Tuesday, June 7, 2011

Huguenots

Before I begin let me explain the lack of blog posts for a while. I put my house on the market and it sold really quickly and so I ended up having to move a lot sooner than I had planned. Things have now settled down somewhat so I guess I'll get back to blogging more regularly now. (I hope)

A while back I blogged about a research problem I was working on that might need DNA to solve. Just as an update, I haven't been able to get any of the male descendants to agree to be tested but I haven't given up trying.

I am now currently continuing work on this same research problem in an attempt to identify the origins of the immigrant who came to Virginia in the 1600s. Herein lies the Huguenot question. One of his known sons married a woman from a Huguenot family. The immigrant's family lived in the area near Manakintown where Huguenots began to settle in 1700. Is it possible that the immigrant was also a Huguenot?

One of the factors I looked at today was whether or not you had to be a British subject to receive headrights.

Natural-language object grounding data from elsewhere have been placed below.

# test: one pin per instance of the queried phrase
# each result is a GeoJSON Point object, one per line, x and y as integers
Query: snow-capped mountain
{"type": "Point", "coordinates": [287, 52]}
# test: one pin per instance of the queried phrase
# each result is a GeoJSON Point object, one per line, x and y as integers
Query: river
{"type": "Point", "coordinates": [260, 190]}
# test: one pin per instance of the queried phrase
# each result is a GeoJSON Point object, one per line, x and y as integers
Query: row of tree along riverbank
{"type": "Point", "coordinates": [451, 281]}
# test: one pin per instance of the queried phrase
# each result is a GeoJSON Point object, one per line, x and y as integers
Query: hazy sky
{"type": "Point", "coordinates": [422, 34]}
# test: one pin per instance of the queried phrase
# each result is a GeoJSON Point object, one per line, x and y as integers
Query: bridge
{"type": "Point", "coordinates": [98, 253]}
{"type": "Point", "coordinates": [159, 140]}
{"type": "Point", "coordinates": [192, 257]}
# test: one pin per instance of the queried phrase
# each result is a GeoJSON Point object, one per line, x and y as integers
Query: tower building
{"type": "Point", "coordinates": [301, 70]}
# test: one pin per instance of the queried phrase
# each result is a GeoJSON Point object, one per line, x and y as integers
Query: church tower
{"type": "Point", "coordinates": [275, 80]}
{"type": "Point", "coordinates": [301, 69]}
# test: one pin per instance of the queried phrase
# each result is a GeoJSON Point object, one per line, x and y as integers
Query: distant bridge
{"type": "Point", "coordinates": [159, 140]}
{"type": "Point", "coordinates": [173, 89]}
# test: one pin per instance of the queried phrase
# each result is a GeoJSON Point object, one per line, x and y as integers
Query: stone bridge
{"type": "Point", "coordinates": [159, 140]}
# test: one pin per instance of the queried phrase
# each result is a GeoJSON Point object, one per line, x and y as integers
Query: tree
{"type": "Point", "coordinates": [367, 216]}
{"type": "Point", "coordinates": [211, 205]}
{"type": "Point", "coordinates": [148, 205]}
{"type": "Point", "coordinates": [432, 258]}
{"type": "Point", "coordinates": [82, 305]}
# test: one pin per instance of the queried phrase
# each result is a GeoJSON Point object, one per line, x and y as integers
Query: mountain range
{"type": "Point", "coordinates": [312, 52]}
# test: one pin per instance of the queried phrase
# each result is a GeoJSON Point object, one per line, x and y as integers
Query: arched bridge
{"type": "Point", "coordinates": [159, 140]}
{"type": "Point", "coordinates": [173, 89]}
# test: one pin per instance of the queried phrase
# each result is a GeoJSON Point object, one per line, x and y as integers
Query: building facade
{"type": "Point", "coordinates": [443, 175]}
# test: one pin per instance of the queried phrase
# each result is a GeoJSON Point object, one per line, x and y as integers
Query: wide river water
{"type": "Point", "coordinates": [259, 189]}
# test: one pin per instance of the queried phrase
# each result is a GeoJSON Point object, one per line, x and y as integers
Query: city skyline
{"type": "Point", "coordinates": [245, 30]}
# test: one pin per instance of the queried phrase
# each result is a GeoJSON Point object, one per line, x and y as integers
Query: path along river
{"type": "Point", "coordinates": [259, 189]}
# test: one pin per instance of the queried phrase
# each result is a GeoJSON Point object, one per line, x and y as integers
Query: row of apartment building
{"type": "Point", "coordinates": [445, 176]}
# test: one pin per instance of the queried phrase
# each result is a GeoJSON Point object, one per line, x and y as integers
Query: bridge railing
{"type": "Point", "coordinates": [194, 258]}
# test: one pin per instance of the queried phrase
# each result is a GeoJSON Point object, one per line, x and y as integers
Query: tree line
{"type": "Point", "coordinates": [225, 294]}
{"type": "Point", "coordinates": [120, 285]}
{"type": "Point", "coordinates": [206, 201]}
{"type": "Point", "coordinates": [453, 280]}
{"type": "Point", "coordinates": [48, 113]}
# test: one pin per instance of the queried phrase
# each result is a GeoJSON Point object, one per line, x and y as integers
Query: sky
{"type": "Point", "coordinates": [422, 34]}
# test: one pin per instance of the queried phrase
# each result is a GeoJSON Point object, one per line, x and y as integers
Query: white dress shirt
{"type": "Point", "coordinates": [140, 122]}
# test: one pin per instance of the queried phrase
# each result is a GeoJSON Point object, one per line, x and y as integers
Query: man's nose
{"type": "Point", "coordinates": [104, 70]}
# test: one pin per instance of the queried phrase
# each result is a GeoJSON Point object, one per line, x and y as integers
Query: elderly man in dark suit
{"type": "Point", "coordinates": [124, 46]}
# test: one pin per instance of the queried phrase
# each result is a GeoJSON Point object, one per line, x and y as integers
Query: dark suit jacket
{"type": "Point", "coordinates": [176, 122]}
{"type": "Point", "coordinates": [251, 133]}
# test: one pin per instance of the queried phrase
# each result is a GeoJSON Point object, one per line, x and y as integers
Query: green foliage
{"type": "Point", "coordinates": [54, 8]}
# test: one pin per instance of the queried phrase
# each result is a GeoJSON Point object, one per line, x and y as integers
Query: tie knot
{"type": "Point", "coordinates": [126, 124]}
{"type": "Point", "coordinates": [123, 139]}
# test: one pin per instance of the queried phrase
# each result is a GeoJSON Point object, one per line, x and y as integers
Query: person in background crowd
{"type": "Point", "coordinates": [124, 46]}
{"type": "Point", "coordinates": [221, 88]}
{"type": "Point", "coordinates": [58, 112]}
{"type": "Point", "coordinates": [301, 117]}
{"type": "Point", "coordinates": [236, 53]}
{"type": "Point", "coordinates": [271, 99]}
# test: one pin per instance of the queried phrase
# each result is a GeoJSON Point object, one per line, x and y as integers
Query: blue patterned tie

Headrights was the right to free land based on the number of persons you brought into the Virginia Colony. You could receive it for yourself and for anyone else you might have brought with you. After reading this article, it would seem to me that anyone could receive headrights, British or not.

Now my problem is proving or disproving he was Huguenot and if so how much time, if any, did he spend in England or Ireland before he came to Virginia. I found several instances of others with the same surname (which I can't share here because it's a client) who were Huguenots but I am still left with my mystery.

A check of the DNA chart of the ancestors of those who have been tested doesn't show any connections to what I found today to be a known Huguenot line of the same surname. I guess more DNA test volunteers are needed. Who knows if this will get solved? We can only hope.